Марку Марронье двадцать семь лет, у него славная квартирка и непыльная работа, поэтому накладывать на себя руки он отнюдь не собирается. Кто бы сомневался.

В дверь звонят. Марк Марронье много чего любит в жизни: фотографии из “Харперз Базар”, ирландское виски безо льда, авеню Веласкеса, одну песенку (“God only knows” “The Beach Boys”), шоколадные эклеры, одну книгу (“Две вдовы” Доменика Ногез[2]) и отложенную эякуляцию. А вот неожиданных звонков в дверь он не любит.

– Мсье Марронье? – спрашивает посыльный в мотоциклетном шлеме.

– Он самый.

– Это вам.

Посыльный в шлеме (их еще зовут “Спиру[3] в золотом тазике”) протягивает ему конверт почти в квадратный метр площадью, а сам весь дрожит от нетерпения – как будто ему приспичило сходить по малой нужде. Марк берет конверт и вручает парнишке десять франков, чтобы тот навсегда исчез из его жизни. Ибо Марку Марронье и без посыльного в мотоциклетном шлеме неплохо живется.

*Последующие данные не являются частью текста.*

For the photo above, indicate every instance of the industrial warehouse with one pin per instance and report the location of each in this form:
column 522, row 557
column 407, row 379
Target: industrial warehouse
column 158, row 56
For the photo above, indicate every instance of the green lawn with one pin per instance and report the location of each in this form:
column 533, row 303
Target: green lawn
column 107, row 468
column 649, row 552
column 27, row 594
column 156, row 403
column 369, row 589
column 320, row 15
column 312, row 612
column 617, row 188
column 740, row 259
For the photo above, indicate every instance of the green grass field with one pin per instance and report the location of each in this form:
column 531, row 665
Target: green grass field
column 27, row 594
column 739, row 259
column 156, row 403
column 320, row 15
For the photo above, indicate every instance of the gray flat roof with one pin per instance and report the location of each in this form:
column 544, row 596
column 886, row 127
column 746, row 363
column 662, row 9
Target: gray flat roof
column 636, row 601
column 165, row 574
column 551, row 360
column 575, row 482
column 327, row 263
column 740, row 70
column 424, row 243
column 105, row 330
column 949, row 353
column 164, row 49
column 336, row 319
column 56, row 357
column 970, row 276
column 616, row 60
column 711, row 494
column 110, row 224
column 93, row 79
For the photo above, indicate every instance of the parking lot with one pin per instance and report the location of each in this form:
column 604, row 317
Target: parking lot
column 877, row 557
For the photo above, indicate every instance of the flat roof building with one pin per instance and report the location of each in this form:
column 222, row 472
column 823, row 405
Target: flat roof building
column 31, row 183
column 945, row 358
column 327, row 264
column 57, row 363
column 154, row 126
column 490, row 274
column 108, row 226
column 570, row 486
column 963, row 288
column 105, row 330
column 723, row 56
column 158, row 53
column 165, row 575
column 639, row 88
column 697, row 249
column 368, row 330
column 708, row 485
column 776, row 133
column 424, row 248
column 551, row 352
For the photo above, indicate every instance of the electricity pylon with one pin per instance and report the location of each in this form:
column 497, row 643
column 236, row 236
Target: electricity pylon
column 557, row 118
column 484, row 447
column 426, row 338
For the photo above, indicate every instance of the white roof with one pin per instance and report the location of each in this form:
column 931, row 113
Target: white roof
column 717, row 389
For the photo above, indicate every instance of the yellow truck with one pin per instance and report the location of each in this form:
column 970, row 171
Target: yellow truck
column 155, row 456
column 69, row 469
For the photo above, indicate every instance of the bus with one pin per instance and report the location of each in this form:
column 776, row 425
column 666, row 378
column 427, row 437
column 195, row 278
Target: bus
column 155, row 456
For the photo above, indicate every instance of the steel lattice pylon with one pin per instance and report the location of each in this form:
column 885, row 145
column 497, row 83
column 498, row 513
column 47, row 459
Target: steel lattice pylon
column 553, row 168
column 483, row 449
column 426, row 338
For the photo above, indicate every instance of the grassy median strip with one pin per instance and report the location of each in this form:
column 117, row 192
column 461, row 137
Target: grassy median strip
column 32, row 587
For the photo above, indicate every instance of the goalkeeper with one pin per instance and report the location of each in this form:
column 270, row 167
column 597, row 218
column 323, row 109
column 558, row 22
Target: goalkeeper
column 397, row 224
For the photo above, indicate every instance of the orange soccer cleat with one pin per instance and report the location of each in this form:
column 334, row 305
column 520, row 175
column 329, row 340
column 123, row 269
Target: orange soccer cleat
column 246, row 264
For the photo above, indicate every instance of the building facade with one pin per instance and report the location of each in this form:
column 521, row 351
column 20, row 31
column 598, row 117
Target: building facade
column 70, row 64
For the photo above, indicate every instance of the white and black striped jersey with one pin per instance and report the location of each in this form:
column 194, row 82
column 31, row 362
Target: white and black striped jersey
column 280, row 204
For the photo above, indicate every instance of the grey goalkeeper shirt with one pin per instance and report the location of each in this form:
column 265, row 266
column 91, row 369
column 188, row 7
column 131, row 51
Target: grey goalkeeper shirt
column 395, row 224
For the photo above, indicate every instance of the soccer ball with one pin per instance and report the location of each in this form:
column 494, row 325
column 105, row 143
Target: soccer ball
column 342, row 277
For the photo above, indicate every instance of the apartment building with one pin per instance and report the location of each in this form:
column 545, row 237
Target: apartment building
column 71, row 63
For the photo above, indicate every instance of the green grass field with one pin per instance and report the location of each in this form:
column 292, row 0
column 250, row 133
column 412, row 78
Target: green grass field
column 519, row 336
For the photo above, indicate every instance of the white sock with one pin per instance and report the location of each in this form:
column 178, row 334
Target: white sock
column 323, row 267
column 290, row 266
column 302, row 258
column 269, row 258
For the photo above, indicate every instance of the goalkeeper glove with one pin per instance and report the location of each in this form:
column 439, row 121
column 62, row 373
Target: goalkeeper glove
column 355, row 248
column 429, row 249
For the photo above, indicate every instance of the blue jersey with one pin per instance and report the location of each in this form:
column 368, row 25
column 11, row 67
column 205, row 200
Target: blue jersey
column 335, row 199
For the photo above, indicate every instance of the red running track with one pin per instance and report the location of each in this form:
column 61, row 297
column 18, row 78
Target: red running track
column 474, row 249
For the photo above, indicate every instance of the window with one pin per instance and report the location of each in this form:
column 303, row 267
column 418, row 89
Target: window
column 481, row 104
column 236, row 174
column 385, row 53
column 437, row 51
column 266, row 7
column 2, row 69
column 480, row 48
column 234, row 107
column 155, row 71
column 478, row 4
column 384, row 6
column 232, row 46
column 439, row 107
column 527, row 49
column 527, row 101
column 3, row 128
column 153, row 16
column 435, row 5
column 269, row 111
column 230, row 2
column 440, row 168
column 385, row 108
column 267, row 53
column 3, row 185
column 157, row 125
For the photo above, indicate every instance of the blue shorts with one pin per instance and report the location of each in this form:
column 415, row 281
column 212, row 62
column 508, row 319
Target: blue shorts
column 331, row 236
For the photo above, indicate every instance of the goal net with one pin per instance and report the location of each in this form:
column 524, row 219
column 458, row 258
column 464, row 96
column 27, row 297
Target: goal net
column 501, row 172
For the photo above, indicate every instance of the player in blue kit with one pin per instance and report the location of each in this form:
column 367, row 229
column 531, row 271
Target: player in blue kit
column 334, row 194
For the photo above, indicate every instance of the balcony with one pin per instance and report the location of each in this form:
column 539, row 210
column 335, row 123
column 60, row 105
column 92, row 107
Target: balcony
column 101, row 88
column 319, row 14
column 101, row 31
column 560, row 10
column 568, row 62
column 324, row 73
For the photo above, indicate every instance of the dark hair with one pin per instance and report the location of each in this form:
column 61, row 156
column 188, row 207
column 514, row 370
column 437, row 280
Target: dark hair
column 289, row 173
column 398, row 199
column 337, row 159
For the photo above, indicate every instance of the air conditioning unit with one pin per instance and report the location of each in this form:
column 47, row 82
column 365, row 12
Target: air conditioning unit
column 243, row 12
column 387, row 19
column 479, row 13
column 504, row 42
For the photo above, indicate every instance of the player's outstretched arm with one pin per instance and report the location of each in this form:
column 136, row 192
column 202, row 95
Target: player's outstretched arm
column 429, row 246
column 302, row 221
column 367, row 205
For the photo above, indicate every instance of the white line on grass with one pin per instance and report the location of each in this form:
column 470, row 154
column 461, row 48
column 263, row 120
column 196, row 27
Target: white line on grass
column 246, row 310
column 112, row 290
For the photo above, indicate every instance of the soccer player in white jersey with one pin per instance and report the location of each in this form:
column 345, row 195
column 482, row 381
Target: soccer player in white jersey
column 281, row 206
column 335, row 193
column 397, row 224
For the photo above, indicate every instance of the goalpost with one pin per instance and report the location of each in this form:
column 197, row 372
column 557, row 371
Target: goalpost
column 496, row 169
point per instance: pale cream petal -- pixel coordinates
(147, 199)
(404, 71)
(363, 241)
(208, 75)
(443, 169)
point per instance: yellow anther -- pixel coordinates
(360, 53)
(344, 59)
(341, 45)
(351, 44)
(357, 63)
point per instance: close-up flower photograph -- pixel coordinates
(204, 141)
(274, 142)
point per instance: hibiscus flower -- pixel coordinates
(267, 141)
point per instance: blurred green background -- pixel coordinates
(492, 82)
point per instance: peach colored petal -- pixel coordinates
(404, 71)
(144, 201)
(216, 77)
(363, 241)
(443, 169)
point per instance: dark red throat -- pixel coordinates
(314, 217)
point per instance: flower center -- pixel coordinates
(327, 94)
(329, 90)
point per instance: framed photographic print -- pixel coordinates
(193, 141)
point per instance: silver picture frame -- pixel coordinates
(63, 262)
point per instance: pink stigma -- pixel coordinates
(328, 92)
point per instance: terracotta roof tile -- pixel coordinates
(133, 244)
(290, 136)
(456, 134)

Он не особенно удивляется, обнаружив в конверте следующее:

НОЧЬ В “НУЖНИКАХ”

******************

Торжественное открытие

Площадь Мадлен

Париж

Зато слова на листке, прикрепленном к пригласительному билету, – полная неожиданность:

“Вечером увидимся, старый пидор!

Жосс Дюмулен, диск-жокей”

ЖОСС ДЮМУЛЕН? А Марк-то считал, что он навсегда свалил в Японию. Или помер.

Но мертвые не устраивают дискотек.

И вот Марк Марронье ворошит пятерней свою шевелюру (признак хорошего настроения). Следует сказать: эту самую “ночь в “Нужниках” он предвкушает давно. Вот уже целый год он проезжает мимо места, где сооружается “самый большой ночной клуб Парижа”. И каждый раз у него мелькает мысль, что на открытии будет полным-полно клевых телок.

Марк Марронье любит нравиться клевым телкам. Может быть, и очки-то он носит именно по этой причине. Коллеги по работе утверждают, что в них он похож на Уильяма Херта, когда тот не в форме. (NB. Поскольку заработал близорукость – в лицее им. Людовика Великого и сколиоз – на факультете политических наук.)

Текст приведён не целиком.